Et l’argent dans tout cela ?
Celente prévoit également un argent “solidement au-dessus de 100 dollars l’once”. Toutefois, avec un cours ayant récemment dépassé les 90 dollars, le potentiel de hausse immédiat semble plus limité que celui de l’or en pourcentage relatif. Cela ne signifie pas que l’argent soit sans intérêt, mais que la dynamique actuelle favorise davantage le métal jaune dans son analyse. L’or reste historiquement la référence monétaire ultime, détenue par les banques centrales et perçue comme réserve stratégique mondiale. Ainsi, dans une allocation prudente, l’achat d’or physique pour sécuriser une partie de son patrimoine apparaît prioritaire selon cette lecture des marchés.
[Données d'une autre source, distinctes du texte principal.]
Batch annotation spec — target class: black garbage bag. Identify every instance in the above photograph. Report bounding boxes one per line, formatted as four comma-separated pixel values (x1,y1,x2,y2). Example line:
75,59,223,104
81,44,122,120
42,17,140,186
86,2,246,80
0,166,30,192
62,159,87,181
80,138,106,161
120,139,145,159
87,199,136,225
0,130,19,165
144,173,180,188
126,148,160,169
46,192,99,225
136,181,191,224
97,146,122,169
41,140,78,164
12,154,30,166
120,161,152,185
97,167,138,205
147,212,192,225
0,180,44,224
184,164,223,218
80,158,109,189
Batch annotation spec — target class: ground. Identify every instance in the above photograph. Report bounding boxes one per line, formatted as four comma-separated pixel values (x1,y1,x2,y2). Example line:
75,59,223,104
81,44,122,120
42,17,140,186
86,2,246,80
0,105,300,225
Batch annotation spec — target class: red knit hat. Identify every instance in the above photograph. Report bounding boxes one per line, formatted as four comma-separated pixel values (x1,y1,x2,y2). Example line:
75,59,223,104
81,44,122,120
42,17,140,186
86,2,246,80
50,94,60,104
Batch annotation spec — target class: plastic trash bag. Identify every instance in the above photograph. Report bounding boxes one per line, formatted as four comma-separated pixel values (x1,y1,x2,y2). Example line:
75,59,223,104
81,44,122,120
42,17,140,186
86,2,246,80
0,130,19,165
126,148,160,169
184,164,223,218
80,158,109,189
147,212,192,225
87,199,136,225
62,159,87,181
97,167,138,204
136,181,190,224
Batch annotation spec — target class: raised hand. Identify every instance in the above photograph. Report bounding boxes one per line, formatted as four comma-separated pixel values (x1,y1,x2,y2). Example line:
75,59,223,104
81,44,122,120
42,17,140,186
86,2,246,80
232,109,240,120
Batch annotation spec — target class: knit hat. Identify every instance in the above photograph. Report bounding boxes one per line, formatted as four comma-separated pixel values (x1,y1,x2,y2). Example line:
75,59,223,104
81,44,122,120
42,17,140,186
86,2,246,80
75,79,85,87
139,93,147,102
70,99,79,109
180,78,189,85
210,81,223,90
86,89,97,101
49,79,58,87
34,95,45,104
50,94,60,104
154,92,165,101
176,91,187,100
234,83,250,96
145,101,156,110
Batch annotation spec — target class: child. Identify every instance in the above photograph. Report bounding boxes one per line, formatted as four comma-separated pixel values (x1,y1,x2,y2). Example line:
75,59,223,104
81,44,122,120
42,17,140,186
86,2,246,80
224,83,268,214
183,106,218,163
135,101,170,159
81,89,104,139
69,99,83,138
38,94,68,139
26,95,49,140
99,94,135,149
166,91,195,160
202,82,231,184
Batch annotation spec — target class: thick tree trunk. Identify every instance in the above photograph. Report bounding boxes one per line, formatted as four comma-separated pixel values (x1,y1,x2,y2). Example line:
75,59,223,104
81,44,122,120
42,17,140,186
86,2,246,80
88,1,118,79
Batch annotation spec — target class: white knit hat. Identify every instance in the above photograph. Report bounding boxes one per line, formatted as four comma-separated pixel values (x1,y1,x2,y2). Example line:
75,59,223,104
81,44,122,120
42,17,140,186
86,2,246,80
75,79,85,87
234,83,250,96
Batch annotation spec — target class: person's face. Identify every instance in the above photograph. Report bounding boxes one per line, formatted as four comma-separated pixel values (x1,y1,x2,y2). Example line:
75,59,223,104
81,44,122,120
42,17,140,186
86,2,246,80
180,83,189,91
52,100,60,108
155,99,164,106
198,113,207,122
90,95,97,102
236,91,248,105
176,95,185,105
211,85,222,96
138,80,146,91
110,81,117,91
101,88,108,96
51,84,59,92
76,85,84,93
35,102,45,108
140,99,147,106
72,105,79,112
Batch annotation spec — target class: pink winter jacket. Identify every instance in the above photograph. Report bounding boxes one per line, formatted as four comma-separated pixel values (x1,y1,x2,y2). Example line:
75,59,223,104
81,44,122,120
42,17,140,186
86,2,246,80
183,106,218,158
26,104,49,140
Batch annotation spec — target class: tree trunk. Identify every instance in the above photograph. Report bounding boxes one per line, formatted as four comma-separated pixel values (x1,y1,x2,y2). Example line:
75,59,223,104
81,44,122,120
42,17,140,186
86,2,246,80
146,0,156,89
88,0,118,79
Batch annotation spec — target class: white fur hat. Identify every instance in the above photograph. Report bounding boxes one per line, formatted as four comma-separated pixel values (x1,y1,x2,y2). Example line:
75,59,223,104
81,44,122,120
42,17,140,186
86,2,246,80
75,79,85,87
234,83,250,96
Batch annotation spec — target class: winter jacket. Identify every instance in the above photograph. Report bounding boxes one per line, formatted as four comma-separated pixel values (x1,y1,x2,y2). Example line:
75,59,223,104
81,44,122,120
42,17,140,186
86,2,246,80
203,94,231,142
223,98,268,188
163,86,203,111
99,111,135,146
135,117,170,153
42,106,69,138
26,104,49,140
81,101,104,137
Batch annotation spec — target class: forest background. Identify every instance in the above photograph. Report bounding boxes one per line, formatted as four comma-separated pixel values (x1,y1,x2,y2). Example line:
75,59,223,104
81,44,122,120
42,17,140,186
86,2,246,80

Inflation future : le signal envoyé par l’or
Une question simple permet de comprendre le raisonnement : payez-vous déjà votre baguette 10 € ou votre litre d’essence 7 € ? Pas encore. Pourtant, si l’or continue de s’envoler indépendamment des autres matières premières, cela pourrait indiquer que ces hausses sont différées mais probables. L’or agit comme un baromètre de confiance. Quand la dette publique mondiale atteint des niveaux records et que les tensions géopolitiques s’intensifient (Moyen-Orient, Europe de l’Est, rivalités sino-américaines), les investisseurs cherchent un refuge. Dans cette logique, l’achat d’or physique pour anticiper une inflation prolongée vise à préserver son pouvoir d’achat sur le long terme.
La stratégie du DCA : une discipline simple et efficace
Celente insiste implicitement sur la régularité plutôt que sur le timing parfait. La méthode du DCA (Dollar Cost Averaging), ou investissement progressif, consiste à acheter régulièrement de petites quantités d’or afin de lisser le prix d’entrée. Cette approche réduit l’impact de la volatilité et favorise une accumulation patiente. Contrairement aux placements réglementés à faible rendement réel, l’or n’offre pas d’intérêt, mais protège contre l’érosion monétaire sur longue période. Dans cette optique disciplinée, l’achat d’or physique de manière régulière et progressive permet de construire une réserve de valeur tangible.
Pourquoi l’or pourrait encore surprendre
Si les prévisions de Celente se réalisent, la hausse actuelle ne serait qu’une étape intermédiaire. L’histoire montre que les marchés haussiers de l’or s’accompagnent souvent d’un changement psychologique massif : ce qui semblait excessif devient la norme. Lorsque les institutions financières révisent collectivement leurs objectifs, un nouvel afflux de capitaux peut accélérer le mouvement. Dans un monde marqué par des déficits chroniques et une instabilité géopolitique persistante, le métal jaune conserve un statut unique. Ainsi, envisager l’achat d’or physique comme assurance contre les crises systémiques n’est plus marginal, mais relève d’une gestion prudente des risques.
Conclusion
Les prévisions de Gerald Celente ne reposent pas sur un simple enthousiasme haussier, mais sur une lecture globale des cycles économiques et géopolitiques. Après avoir anticipé le point bas de 2023 et la forte progression de 2024, il vise désormais 6 000 dollars l’once.
L’or, selon lui, ne monte pas par hasard : il reflète l’ampleur des déséquilibres mondiaux. Reste à chacun d’évaluer sa stratégie, son horizon et son exposition. Mais une chose est certaine : lorsque les dettes montent “jusqu’à la lune”, l’or finit souvent par suivre la même trajectoire.